Around Kam’s four month appointment, I would find myself cornered in the “vaccine-friendly” pediatricians office and forced to sign that same document. The document states that I understand my child is threat to society, and can potentially kill others. It’s an incriminating document. I cried all the way home. 

 

I also discovered that my son was being given sugar water, a pacifier and had already been fed formula despite my request to decline all but breastmilk. I was wheeled off shortly after meeting him and taken to my room. I was not allowed to walk, or get out of bed and was offered to visit my son once more that day. We did skin to skin as a family and we were able to capture that beautiful moment. 

 

Around midnight, the nightnurse came to check on me and I asked her about pumping.
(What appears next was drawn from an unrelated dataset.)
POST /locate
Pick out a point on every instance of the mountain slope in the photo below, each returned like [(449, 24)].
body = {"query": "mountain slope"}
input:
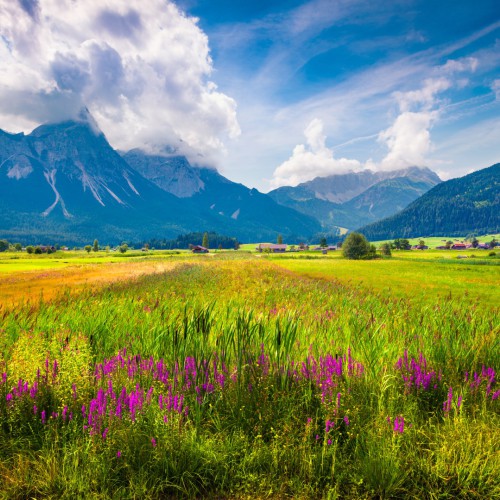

I had been told the lactation counselor would come and visit, but nobody helped me breastfeed him that day. Turns out, the hospital pump was sitting in the corner of our room this whole time and she taught me how to use it. I don’t remember it being successful and when I asked for donor milk, I was told that it was reserved for babies who needed it. I found out later that ALL babies in the NICU deserve donor milk. They’re in the NICU for a reason. 

 

The rest of our stay was uneventful. We saw the lactation consultant on our very last day, and she decided he had a good latch and walked away. Kamal passed his carseat test, which Emad and I were both very proud of. We spent our very first night together as a family three days after he was born. I remember the bassinet being so high up that I had trouble getting him out to feed and change.